Reputation by Sarah Vaughan
7/5/22; 336 pages
Atria/Emily Bestler Books

Reputation by Sarah Vaughan is a highly recommended thriller and courtroom drama.

Emma Webster is  an MP in parliament as a member of the Labor party. She spends part of her time in the house she shares in London with other members of parliament but as a divorced mother lives in her home in Portsmouth with her 14-year-old daughter, Flora. Part of her public life involves trolls, who are ever present but come out especially vicious after she does a photo shoot. Now Flora is learning that same lesson as she is experiencing bulling instigated by her former best friend, only Flora snaps and retaliates, which is a poor decision with consequences.

Emma knows that a woman's reputation can be easily destroyed and has been supporting new law to protect women and girls from the effects of online abuse. Flora's situation is a perfect example of this and highlights how a reactionary response is never a good choice and social media seems to make everything worse. Oh, and by the way, there is also the body of a dead man found at their home and Emma is arrested for the crime.

This is a well written thriller and courtroom drama, but is does move at a slow deliberate pace, especially at the beginning.
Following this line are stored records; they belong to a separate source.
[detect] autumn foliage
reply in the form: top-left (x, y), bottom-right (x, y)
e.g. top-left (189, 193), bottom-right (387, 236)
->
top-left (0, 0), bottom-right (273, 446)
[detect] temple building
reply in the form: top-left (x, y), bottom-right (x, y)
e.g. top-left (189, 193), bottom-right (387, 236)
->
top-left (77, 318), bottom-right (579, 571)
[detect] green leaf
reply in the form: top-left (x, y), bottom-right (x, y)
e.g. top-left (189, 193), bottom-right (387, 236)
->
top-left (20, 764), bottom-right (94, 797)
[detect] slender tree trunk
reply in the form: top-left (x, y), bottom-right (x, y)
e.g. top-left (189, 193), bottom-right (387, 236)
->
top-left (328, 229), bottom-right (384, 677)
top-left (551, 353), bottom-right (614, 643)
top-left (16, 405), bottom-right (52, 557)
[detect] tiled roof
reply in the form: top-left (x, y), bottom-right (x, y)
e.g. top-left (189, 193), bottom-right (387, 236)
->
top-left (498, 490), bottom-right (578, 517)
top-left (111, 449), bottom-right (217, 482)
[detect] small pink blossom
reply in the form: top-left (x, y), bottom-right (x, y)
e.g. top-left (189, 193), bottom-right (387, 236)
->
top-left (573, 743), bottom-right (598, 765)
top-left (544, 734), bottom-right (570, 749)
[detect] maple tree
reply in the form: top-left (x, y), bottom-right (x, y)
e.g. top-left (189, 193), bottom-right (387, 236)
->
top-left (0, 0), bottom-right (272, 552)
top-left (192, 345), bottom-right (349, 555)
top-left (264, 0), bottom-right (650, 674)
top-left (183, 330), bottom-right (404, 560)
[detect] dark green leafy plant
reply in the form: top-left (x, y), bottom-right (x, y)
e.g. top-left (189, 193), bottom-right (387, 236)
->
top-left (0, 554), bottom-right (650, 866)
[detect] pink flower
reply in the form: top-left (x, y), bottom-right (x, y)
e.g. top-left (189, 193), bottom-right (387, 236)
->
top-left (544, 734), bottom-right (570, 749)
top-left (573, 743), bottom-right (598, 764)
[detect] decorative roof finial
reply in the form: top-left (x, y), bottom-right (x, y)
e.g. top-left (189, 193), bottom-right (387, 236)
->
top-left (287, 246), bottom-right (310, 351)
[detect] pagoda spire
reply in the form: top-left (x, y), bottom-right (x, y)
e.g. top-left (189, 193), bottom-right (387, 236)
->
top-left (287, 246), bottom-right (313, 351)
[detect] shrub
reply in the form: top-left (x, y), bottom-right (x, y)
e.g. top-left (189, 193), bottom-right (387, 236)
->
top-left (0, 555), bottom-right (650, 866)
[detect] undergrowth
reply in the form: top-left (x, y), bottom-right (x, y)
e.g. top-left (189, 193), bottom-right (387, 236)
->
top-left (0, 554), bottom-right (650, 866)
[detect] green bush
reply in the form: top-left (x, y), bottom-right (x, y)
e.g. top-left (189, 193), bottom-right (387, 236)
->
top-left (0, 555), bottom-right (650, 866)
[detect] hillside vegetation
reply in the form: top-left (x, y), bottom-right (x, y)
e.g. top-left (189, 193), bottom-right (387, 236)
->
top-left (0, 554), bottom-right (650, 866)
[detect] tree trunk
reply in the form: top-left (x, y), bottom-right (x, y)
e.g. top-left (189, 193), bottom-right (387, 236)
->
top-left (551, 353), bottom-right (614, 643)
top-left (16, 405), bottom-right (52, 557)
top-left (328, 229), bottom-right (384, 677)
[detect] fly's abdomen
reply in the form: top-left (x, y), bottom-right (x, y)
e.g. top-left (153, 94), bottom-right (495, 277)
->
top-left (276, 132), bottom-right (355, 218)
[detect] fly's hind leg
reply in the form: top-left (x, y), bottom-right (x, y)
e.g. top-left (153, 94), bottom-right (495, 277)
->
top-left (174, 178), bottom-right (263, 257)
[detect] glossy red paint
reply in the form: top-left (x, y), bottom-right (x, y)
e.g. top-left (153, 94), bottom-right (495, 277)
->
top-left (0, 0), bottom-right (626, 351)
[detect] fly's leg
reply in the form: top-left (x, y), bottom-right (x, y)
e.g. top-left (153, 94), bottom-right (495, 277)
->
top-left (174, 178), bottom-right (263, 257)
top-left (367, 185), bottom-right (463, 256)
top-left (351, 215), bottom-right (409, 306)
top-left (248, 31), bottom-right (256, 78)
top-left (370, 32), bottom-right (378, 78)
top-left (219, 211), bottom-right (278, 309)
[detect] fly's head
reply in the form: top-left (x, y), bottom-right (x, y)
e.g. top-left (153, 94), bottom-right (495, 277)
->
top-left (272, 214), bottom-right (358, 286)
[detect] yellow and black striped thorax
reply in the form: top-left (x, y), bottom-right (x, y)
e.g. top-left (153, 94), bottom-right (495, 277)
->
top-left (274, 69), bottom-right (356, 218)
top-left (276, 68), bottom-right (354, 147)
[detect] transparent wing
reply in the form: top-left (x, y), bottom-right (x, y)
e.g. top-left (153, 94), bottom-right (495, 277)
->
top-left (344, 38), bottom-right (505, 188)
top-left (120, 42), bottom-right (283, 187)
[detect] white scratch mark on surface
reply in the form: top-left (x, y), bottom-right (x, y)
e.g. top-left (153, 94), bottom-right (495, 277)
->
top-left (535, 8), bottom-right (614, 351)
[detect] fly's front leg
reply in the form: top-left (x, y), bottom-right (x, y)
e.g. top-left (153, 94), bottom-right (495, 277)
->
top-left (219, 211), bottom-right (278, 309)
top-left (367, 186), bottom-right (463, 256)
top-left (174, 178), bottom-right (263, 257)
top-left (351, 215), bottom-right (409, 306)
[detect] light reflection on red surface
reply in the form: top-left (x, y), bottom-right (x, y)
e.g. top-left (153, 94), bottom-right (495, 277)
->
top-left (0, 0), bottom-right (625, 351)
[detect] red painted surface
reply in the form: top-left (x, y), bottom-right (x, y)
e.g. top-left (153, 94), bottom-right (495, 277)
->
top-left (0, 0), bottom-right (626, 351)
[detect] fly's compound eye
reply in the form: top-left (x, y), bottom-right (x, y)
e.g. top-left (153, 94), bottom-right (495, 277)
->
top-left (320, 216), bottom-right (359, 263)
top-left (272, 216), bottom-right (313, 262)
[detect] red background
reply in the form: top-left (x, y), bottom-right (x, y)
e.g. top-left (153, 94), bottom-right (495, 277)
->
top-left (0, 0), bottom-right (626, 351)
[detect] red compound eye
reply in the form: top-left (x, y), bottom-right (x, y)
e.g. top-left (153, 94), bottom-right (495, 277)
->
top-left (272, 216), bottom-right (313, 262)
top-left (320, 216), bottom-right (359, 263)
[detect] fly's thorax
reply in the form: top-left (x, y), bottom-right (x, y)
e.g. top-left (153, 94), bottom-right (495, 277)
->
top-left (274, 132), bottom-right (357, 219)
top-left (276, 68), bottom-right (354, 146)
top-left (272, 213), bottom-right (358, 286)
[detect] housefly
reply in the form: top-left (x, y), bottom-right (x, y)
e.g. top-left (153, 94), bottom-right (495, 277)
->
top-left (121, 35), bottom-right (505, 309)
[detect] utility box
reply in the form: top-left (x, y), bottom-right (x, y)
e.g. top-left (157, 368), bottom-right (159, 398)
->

Emma narrates most chapters but a few are from other character's point-of-view.  Once the trial starts and courtroom scenes make up most of the narrative the plot becomes more tense and compelling. Clearly Reputation should especially appeal to those who appreciate courtroom dramas. The real impetus for reading this thoughtful novel is for the topic of a reputation being damaged and how the public spotlight can bring with it a great deal of pressure.

Emma is an empathetic character but not presented in an especially personable manner. She is presented as a strong woman Clearly, the actual social issues, gender inequality, bullying, cyber and in person, and the media controlling the narrative, are the true focus of the novel rather than the individual characters. The message is the true main character here.

Disclosure: My review copy was courtesy of Atria/Emily Bestler Books.